THE JOB DESCRIPTION OF A BRUSH
A brush has three main jobs to do –
1. Load and Deliver.
2.Wet and Spread
3.Empty and Blend
Of course it can do many other things like mix paint, baste a turkey and muddle a Manhattan, but for now, we will focus on the initial three.
- The first job is to load with paint and deliver it to the painting surface. Always try and mix a little more paint than you think you’ll need. Watercolorists new to acrylics tend to prepare smaller amounts of paint as they anticipate it spreading far afield as watercolors do. So, mix more and deliver as much as is needed to cover the area you are painting.
Are you slathering on a background color? Load the brush with gobs of paint.
Are you dry-brushing over another color? Use paint sparsely on a drier brush.
Are you scraping color across texture? Load only one side of the brush and paint away!

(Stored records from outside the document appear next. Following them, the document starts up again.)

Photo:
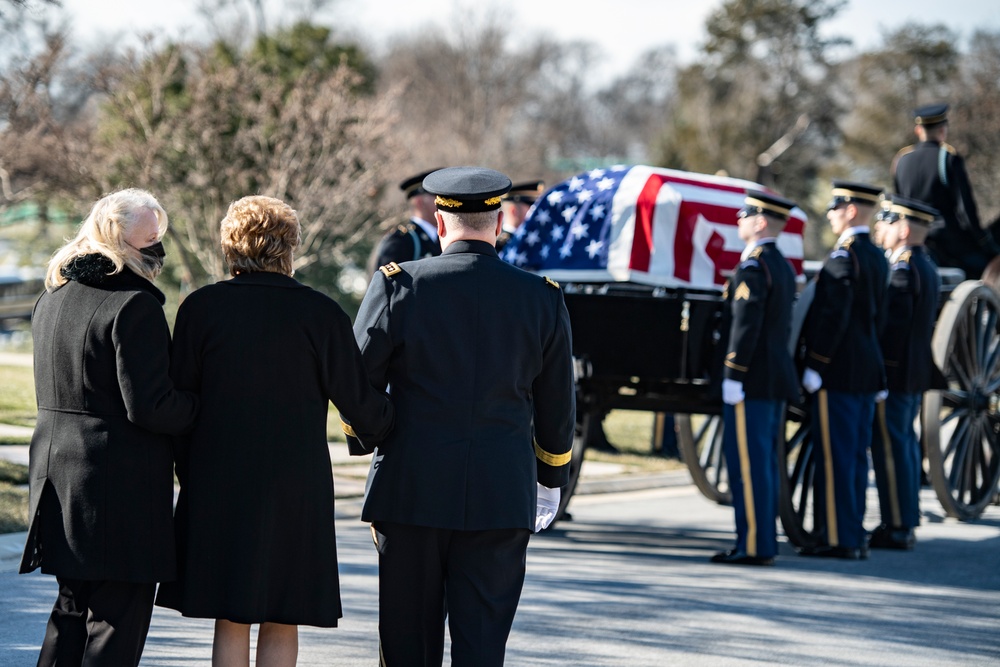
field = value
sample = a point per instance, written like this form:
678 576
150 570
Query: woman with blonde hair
101 465
255 514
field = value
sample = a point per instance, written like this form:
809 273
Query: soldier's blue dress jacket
409 241
757 317
477 358
935 174
841 336
914 287
906 344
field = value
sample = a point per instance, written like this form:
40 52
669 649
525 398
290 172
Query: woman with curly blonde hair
255 515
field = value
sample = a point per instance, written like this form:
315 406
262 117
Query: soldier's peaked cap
757 201
931 114
467 189
852 192
913 210
413 185
526 192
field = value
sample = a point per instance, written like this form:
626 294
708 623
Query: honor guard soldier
414 239
516 204
911 309
758 377
477 357
844 370
932 171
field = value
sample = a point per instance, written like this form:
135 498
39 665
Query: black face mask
154 254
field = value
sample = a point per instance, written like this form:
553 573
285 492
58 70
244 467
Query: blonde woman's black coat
101 465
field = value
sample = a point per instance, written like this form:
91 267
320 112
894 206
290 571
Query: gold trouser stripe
744 450
831 506
890 465
548 458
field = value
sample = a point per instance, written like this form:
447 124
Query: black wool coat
101 468
255 514
477 357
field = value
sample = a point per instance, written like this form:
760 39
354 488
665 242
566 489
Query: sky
622 29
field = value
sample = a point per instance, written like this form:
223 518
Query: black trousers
97 624
425 574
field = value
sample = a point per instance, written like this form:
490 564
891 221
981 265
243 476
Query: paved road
628 583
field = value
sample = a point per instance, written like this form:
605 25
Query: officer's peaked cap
467 189
758 201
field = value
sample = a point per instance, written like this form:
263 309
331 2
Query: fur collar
94 270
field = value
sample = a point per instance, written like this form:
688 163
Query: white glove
811 381
548 505
732 392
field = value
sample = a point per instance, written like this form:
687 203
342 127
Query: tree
288 117
765 71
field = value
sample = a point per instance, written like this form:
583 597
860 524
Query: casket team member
911 308
758 377
477 356
255 515
843 369
101 468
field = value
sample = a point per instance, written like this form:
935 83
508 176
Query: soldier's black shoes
733 557
826 551
885 537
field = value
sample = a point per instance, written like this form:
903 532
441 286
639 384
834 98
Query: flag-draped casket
641 224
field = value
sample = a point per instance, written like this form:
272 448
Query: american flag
641 224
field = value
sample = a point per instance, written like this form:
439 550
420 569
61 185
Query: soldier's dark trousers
473 577
97 624
841 428
896 458
750 444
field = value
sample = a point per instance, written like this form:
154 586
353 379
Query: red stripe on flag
642 235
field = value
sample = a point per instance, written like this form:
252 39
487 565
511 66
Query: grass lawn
13 500
17 396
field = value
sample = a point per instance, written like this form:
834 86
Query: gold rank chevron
742 292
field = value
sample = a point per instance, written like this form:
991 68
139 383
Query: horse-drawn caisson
643 253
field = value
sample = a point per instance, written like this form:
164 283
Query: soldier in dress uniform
914 285
932 171
758 377
844 370
414 239
516 204
477 356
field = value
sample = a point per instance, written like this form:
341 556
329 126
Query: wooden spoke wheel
699 438
961 424
796 482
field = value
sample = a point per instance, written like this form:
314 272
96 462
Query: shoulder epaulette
390 269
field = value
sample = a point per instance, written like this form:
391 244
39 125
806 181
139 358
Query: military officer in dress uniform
914 285
414 239
844 370
932 171
516 204
758 377
477 357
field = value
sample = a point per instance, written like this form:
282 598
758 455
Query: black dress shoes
826 551
885 537
733 557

- The brush is also used to spread paint across the canvas. If your brush is wet, it will dilute the paint with the water in it and cause the paint to spread. The result will be a thinner and more transparent version of the luscious, thick paint from the tube. This technique is used to glaze or tint the under-color or to create a water-color effect. It will not cover or hide what is under it as the opacity of the paint has been diluted.

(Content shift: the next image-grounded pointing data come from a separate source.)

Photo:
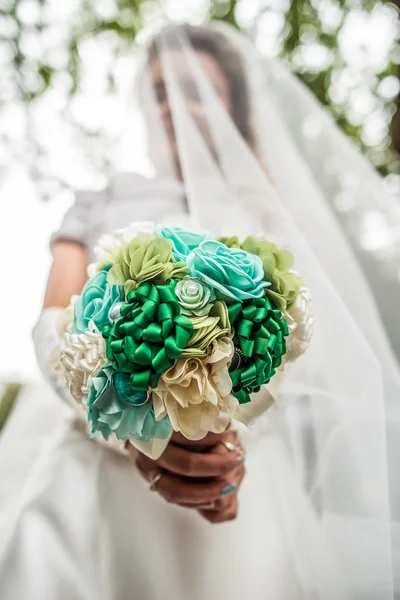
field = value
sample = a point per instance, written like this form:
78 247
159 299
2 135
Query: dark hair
216 45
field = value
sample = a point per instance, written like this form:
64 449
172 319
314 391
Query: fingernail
228 489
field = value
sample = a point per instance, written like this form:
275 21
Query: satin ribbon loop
260 341
150 334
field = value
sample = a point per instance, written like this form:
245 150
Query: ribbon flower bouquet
175 330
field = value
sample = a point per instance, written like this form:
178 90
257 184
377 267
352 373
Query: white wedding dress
78 522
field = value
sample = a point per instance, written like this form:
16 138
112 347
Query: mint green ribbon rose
183 240
113 407
235 274
95 301
277 263
195 297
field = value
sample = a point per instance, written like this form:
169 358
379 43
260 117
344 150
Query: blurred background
67 68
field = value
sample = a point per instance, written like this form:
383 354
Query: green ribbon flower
95 302
277 264
195 297
183 240
259 345
144 260
113 407
207 329
150 334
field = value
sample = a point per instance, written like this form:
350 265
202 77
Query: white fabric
314 517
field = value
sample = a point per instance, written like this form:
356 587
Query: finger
181 461
227 494
175 490
221 516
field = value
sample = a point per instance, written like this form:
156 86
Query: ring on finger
153 483
210 506
231 447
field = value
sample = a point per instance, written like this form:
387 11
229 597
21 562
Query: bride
301 506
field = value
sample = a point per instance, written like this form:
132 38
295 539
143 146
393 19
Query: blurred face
189 91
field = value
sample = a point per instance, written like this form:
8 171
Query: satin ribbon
259 337
150 334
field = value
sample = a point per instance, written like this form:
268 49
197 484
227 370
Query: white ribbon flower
300 320
108 243
196 393
82 356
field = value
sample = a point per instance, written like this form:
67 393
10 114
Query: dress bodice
129 197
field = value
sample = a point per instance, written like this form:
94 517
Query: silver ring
154 481
211 506
231 447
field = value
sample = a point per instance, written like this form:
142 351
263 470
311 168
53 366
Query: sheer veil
334 471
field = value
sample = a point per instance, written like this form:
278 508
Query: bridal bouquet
175 330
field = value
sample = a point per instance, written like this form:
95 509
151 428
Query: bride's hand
207 481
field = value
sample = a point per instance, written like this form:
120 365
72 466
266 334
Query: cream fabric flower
81 356
63 326
300 320
196 393
107 243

Beginner acrylic painters often over-water their paint and get frustrated with it not covering the canvas as it should. The trick is to use more paint and less water on the brush. Paint should be more like whipping cream or whipped cream than milk consistency. Also, when trying to “fix” a color issue, it is best to wipe it off while wet, or allow it to dry before making the changes. Another common frustration is trying to fix a color while it is wet by adding more color over the top. This simply makes a larger puddle of a now greying color muck, instead of changing the color to its intended hue. I think of this as though trying to clean up red wine spilled on a white carpet by pouring water on it. It simply spreads the stain without cleaning anything up.

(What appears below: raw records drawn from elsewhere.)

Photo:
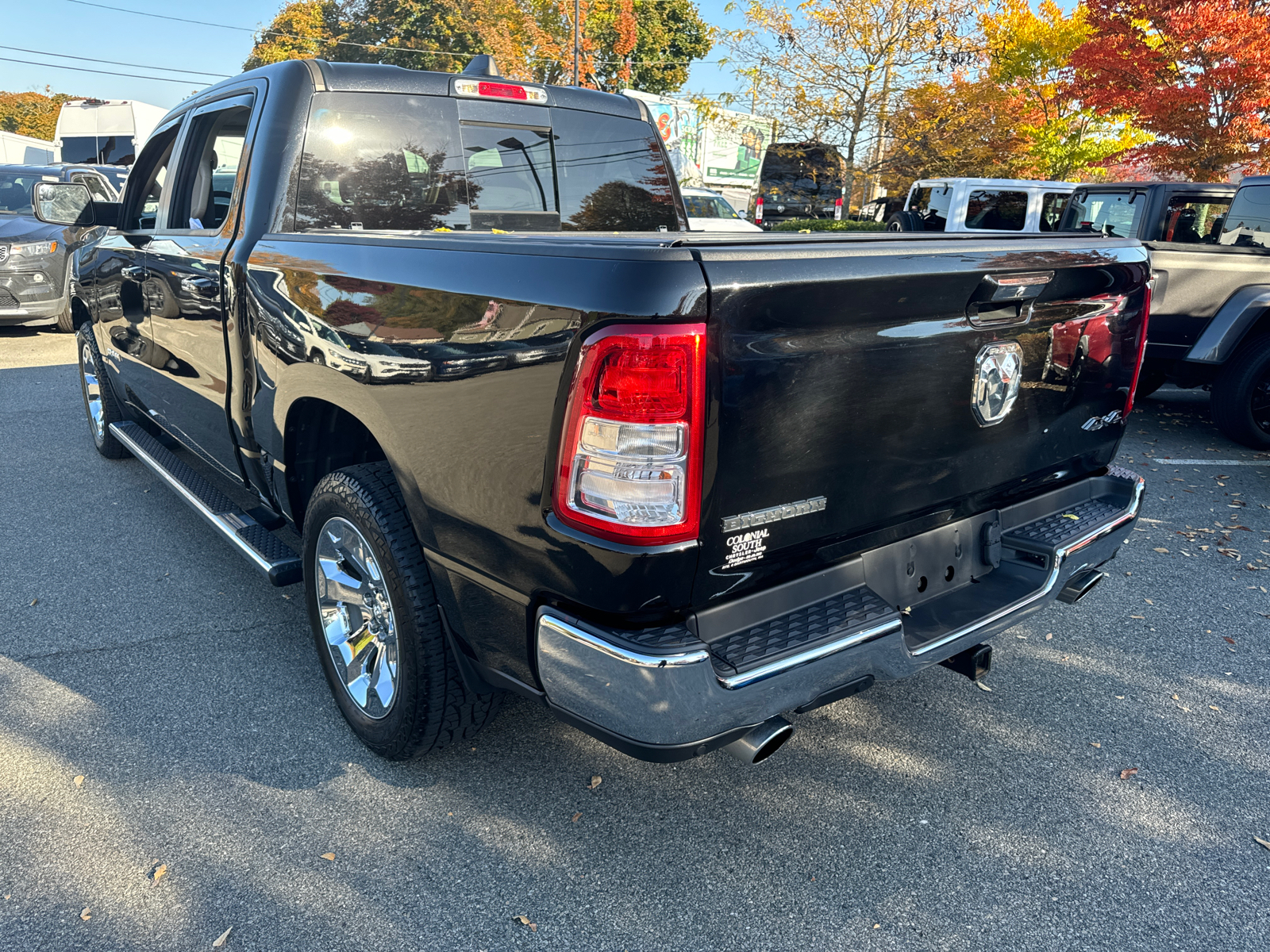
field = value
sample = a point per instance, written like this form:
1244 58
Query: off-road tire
432 708
1233 393
105 442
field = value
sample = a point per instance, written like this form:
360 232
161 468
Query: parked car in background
799 181
880 209
709 211
1210 298
602 461
982 205
35 257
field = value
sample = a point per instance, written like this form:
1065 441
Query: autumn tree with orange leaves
643 44
1195 75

3.This brings us to the third job of empty and blend. If the brush is still loaded with paint, it is still in “deliver” mode. It will continue to deposit the paint onto the canvas until it is emptied. If you have enough paint on the canvas and now simply want to blend the color and get it to where it does the most good, you will need to wipe the excess paint back on to the palette or off onto a paper towel. This signals to the brush that it is now in blending mode. It may now be used to blend or move the paint that is on the canvas without muddying it with color from deep inside the bristles.
So, if you can remember these three functions of your brush, you will eliminate the frustration of a confused brush, which makes for some happy painting.